Being Successful Together
Participate, share, cooperate in safeguarding performing arts heritage
Nothing can be done alone in the field of performing arts. All theatrical productions need a team, a team which unites the work of performers, technicians and administrative staff for a common goal. Even a one man show needs teamwork. Conversely, one might think that in libraries, archives and museums, life revolves around only books, documents, and works of art. SIBMAS members know that the reality is very different and we are nothing without our colleagues, our partners and our public. It is the commonalities of our shared professional experiences and the collaborations that grow between our institutions that the 2018 Paris Conference will explore.
The theme of co-operation can be engaged with from a number of different perspectives:
Collections’ perspective – For a long time now, artists travel from one country to another and their passage may have left traces in various institutions. One can think of Sarah Bernhardt’s great tours, as well as Cirque du Soleil’s contemporary productions. Archives are sometimes broken up, as in the case for Edward Gordon Craig, Max Reinhardt or Ballets Suédois. How do we make accessible and comprehensible these materials kept by different professional bodies? Through exhibitions? By publication of collective inventories? Or online resource portals? Via simple referrals from one database to another? These are but a few of the challenges we face in the digital landscape, where large data reservoirs, search engines and digital libraries do not necessarily have the finesse to retrieve all relevant materials that are now expected by modern researchers working in the digital age.
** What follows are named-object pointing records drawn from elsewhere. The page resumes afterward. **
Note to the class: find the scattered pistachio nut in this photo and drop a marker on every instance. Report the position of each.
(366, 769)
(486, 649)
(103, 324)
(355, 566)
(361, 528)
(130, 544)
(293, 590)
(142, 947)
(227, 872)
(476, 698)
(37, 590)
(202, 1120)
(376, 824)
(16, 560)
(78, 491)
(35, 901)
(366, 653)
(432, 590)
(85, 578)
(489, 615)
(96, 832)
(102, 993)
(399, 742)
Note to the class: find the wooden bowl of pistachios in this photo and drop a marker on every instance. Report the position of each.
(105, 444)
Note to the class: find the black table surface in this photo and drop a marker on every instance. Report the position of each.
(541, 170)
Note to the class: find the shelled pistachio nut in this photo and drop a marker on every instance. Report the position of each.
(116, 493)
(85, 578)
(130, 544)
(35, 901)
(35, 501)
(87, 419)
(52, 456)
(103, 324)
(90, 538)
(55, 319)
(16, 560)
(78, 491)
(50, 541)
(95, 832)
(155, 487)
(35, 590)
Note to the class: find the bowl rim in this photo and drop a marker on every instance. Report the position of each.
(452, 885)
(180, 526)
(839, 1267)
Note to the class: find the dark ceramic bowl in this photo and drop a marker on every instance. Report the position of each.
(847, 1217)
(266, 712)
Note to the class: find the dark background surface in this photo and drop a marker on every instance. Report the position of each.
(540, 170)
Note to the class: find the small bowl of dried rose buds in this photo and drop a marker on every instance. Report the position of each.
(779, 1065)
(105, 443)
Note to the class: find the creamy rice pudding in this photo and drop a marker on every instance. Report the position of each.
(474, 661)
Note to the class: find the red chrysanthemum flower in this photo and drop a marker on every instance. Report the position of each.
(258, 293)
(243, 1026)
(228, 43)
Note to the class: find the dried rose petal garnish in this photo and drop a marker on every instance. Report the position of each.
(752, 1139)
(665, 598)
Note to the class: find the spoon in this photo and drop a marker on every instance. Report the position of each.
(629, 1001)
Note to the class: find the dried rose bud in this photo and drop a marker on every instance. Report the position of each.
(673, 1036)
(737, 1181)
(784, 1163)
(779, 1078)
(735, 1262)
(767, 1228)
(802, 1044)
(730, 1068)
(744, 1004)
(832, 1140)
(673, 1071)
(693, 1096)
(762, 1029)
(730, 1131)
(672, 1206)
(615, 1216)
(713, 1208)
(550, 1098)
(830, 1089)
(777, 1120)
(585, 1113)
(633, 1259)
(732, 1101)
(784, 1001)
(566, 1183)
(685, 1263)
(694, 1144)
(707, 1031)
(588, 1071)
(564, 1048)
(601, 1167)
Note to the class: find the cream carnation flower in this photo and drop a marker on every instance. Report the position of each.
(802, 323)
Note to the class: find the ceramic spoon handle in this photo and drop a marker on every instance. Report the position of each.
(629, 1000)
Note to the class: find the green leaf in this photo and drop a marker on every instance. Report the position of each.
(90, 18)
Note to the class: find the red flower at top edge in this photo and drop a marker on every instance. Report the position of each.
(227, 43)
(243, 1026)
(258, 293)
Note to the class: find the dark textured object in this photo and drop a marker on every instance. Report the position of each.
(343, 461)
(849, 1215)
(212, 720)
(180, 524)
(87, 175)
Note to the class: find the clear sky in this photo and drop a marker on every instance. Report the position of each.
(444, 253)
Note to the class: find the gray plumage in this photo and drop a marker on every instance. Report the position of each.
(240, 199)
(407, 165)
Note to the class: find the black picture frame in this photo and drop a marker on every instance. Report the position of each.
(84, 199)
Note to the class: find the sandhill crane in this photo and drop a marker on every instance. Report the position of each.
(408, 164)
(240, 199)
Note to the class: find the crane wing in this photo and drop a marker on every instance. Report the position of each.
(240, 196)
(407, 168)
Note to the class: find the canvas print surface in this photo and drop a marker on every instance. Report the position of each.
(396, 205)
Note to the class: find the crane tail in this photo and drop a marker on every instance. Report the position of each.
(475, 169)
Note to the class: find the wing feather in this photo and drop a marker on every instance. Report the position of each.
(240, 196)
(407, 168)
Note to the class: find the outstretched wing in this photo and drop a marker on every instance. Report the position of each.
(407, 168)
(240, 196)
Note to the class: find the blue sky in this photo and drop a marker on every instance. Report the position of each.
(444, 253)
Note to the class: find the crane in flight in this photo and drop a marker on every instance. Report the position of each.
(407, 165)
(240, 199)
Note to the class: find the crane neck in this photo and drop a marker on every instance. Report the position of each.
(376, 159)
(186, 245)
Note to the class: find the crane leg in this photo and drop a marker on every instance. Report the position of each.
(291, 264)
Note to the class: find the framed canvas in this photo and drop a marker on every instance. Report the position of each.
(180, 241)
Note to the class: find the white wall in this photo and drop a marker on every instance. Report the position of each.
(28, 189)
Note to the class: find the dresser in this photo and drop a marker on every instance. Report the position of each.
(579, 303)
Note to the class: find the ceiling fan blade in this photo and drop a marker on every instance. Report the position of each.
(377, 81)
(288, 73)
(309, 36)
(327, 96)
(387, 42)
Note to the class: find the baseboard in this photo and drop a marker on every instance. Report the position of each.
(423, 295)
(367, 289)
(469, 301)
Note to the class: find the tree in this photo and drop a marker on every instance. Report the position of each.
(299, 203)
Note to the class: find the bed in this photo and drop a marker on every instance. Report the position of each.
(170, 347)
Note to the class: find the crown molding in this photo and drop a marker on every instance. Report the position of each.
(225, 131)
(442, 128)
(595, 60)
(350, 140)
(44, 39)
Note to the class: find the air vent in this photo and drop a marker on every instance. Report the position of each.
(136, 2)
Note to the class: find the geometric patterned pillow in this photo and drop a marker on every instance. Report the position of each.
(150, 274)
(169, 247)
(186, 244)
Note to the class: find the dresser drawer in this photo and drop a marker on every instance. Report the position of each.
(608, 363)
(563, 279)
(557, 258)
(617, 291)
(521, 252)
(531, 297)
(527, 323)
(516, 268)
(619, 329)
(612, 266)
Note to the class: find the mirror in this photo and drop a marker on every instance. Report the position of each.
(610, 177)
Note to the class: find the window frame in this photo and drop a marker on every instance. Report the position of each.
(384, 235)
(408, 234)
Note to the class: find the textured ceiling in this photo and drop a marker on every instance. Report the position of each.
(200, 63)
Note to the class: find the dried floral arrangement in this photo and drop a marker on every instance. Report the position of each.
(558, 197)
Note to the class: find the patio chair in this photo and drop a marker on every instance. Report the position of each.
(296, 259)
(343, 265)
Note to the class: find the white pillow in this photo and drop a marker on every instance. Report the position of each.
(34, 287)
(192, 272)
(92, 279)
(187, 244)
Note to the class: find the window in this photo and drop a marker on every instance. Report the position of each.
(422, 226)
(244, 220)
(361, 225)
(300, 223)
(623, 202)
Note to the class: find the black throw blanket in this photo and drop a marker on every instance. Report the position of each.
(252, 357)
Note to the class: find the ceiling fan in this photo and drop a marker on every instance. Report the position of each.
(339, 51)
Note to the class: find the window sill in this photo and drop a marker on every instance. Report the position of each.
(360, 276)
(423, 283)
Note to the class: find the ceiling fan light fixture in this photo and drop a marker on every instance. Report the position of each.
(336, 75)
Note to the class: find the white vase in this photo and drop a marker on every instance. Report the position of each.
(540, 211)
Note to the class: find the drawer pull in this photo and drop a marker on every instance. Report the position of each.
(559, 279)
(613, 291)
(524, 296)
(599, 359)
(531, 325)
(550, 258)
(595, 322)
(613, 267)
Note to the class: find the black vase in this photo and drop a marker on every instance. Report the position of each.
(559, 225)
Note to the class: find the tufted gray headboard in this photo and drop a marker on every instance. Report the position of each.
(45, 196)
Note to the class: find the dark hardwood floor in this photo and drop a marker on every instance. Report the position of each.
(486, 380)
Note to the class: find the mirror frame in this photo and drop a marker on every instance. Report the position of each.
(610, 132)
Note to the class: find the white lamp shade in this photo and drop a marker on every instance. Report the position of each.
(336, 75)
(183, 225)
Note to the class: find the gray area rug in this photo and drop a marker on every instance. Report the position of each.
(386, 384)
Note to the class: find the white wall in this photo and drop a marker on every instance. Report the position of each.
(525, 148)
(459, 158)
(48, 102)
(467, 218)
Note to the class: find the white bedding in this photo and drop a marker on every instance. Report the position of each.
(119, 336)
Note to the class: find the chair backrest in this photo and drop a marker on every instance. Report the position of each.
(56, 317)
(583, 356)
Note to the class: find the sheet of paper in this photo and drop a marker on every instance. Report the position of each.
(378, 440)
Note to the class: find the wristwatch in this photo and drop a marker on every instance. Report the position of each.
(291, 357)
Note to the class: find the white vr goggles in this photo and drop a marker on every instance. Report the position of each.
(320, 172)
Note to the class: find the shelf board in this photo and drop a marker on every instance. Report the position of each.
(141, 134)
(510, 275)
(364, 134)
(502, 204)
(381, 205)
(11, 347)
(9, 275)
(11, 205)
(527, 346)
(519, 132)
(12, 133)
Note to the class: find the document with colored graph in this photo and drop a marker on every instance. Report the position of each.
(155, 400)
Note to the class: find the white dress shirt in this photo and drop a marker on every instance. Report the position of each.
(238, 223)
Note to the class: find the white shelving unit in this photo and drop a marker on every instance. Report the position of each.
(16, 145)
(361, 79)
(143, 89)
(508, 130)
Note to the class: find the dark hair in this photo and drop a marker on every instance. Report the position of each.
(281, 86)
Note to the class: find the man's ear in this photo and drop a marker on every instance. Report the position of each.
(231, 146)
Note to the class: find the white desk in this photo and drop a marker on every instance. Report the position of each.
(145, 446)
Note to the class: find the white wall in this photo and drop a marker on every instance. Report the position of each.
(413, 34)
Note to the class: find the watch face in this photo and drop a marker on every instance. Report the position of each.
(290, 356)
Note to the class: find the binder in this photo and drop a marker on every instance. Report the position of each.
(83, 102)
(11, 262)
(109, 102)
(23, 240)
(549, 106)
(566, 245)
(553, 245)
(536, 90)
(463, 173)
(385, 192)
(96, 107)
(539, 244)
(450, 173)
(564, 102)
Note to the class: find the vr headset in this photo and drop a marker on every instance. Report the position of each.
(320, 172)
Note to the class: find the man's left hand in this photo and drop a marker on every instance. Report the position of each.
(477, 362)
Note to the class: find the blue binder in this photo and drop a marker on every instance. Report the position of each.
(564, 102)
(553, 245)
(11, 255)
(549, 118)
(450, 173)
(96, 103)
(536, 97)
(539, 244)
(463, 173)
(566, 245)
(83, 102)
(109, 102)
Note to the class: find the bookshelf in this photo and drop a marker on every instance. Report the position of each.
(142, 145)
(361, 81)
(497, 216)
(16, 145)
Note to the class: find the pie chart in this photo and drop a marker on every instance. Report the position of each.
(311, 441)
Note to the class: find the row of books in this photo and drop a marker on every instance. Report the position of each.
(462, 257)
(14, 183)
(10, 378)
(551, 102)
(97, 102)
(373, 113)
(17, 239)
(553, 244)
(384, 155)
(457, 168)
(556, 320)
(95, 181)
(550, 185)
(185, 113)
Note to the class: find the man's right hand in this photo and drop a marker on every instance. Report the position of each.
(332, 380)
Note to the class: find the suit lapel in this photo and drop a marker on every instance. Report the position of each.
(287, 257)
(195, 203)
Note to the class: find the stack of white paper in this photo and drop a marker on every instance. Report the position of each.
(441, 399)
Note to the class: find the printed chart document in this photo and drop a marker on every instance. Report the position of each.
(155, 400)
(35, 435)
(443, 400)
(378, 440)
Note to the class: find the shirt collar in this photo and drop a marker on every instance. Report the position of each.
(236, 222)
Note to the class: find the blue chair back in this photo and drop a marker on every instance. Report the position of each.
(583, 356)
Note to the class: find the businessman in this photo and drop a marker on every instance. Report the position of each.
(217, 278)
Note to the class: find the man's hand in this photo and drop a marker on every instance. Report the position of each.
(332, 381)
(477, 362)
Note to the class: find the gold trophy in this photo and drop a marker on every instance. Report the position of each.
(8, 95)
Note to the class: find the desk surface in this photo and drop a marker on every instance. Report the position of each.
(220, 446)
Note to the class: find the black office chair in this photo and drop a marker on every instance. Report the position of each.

Relations with users – Researchers, artists and the public at large can be considered as the second field of exploration and innovation in our theme of collaborative work. For a long time, the public has been kept away from our reflections on the patrimonial institutions’ services and practices. Our services may have been designed with a lot of care and with the best on intentions, but possibly not always with the input of users. Today, we have at our disposal many more tools that facilitate a working dialogue between the institution and the user. We can employ everything from simple public surveys to participatory projects, as well as the production and enrichment of data that provides multiple strategies and new opportunities to better reach our audiences. This being said, emerging ideas and ways of working could have repercussions for our jobs, especially in the field of the performing arts, where collections are multimedia in form and often complex to apprehend.
Partnerships – Is partnership a desired outcome for the future? The need to work together may become ever more important than before, whether through formal institutional partnerships between heritage organisations, artists, theatre companies, universities, libraries, and museums or even through partnerships with private companies as part of a sponsorship deal. Whether implemented informally, formally, locally, nationally or internationally, these co-operation agreements have strengths but also constraints. Are the results commensurate with the effort and results for undertaking such co-operation agreements? Not to mention the effect and consequences that can arise through collaborations imposed by cultural administrations or governments, with mergers of previously independent bodies?